Jean-Charles ARNAULT

CEA, LIST, Diamond Sensors Laboratory

Vendredi 25 mail à 14h (salle Magat) :

“Properties of hydrogenated nanodiamonds”

After an overview of the research topics currently investigated at Diamond Sensors Laboratory, this seminar will focus on our activities concerning diamond nanoparticles (nanodiamonds or NDs). NDs behave physical and chemical properties expected from bulk diamond like their biocompatibility and their versatile surface chemistry based on carbon. Moreover, the high surface to volume ratio of nanodiamonds can be tuned with sizes down to 5 nm depending on their synthesis methods [1]. This nanoscale confers new properties to NDs, often governed by their surface chemistry. For bioapplications, this small primary size could ensure a better elimination for in vivo studies [2]. The presence of color centers (NV, SiV) hosted by diamond lattice allow to use fluorescent nanodiamonds as biomarkers [3].
After presenting the synthesis and the current applications of nanodiamonds, this seminar will focus on the intrinsic properties of hydrogenated detonation NDs, from their surface chemistry to the colloidal behavior in water suspensions. Two hydrogenation methods will be compared in terms of hydrogen grafted or incorporated into NDs via isotope studies (3H) [4]. The hydrogenated NDs revealed an ability to produce reactive oxygen species (ROS) in radioresistant human cancer cells under gamma irradiation. This radiosensitive behavior was in vitro demonstrated, turning these cells into senescence state [5]. The physical and chemical mechanisms involved in the production of radicals were investigated by illuminating aqueous colloids of hydrogenated nanodiamonds under X-rays or gamma-rays in collaboration with Cécile Sicard-Roselli and Emilie Brun.
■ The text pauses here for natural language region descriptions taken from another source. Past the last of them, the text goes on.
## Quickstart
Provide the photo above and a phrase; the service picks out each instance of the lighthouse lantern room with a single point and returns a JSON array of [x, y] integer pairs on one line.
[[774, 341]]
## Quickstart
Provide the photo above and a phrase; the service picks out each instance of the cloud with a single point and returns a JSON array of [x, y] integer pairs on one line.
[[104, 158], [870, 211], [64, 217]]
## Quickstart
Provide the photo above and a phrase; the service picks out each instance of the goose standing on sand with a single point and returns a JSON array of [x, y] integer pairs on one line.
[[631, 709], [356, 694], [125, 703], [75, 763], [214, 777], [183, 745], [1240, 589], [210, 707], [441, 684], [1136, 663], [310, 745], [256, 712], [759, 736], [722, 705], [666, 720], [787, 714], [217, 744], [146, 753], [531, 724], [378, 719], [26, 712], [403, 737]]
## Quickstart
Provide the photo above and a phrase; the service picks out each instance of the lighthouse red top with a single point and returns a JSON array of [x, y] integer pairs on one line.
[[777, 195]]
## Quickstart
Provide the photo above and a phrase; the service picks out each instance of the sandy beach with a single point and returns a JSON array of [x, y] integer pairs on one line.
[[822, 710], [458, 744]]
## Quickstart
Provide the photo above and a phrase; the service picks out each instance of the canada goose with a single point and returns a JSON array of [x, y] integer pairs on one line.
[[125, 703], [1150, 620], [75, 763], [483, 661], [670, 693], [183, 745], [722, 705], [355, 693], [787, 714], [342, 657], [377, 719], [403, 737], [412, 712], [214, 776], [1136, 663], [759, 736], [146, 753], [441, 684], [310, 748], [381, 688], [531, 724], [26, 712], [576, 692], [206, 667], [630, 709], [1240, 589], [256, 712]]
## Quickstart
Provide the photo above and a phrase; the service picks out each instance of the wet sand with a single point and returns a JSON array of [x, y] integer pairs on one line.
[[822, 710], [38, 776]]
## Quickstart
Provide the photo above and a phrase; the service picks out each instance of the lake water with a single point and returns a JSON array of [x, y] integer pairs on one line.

An overproduction of hydroxyl radicals and solvated electrons versus water radiolysis was measured using the 7-OH-coumarin as a fluorescent probe [6]. These results well evidence that NDs can act as active nanoparticles under illumination.
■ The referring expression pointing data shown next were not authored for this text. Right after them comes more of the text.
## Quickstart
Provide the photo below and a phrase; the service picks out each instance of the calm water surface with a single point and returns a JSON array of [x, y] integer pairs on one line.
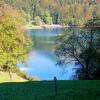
[[42, 60]]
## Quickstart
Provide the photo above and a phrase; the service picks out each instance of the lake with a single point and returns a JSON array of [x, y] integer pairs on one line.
[[42, 60]]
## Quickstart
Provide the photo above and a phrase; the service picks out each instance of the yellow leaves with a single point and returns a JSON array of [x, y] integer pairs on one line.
[[79, 10], [13, 40]]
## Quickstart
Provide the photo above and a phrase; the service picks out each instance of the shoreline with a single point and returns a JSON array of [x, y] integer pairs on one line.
[[46, 26]]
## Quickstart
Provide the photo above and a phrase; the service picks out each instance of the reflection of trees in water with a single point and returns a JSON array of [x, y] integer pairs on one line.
[[44, 42]]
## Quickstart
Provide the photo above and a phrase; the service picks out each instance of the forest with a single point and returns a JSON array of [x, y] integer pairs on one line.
[[56, 11]]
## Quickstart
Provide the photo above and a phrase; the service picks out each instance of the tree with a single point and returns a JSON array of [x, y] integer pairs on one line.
[[82, 47], [15, 44], [37, 21]]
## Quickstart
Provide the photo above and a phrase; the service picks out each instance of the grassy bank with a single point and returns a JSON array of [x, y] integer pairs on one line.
[[44, 90]]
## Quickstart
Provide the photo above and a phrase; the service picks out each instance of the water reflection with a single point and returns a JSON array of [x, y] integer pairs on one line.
[[42, 61]]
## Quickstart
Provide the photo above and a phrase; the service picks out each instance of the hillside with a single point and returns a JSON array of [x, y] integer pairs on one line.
[[44, 90]]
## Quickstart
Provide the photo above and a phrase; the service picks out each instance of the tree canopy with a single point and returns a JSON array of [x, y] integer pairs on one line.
[[81, 46], [14, 41]]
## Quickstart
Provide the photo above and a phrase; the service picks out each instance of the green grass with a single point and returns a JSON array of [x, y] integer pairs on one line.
[[44, 90]]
[1] O. A. Shenderova, N. Nunn, Production and purification of nanodiamonds in : Nanodiamonds Advanced Material Analysis, Properties and Applications, J. C. Arnault Ed. (Elsevier (2017) pp 25-56.
[2] K. Turcheniuk and V. N. Mochalin, Biomedical applications of nanodiamond, Nanotechnology 28 (2017) 252001.
[3] Y. Y. Hui, L. J. Su, O. Y. Chen, Y. T. Chen, T. M. Liu, H. C. Chang, Wide-field imaging and flow cytometric analysis of cancer cells in blood by fluorescent nanodiamond labeling and time gating, Scientific Reports 4 (2014) 5574.
[4] H.A. Girard, A. El Kharbachi, S. Garcia-Argote, T. Petit, P. Bergonzo, B. Rousseau, J.C. Arnault, Tritium labeling of detonation nanodiamonds. Chem. Comm. 50 (2014) 2916–2918.
[5] R. Grall, H. A. Girard, L. Saad, T. Petit, C. Gesset, M. Combis-Schlumberger, V. Paget, J. Delic, J. C. Arnault, S. Chevillard, Impairing the radioresistance of cancer cells by hydrogenated Nanodiamonds, Biomaterials 61 (2015) 290-298.
[6] M. Kurzyp, H. A. Girard, Y. Cheref, E. Brun, C. Sicard-Roselli, S. Saada, J. C. Arnault, Chem. Comm., 53 (2017) 1237.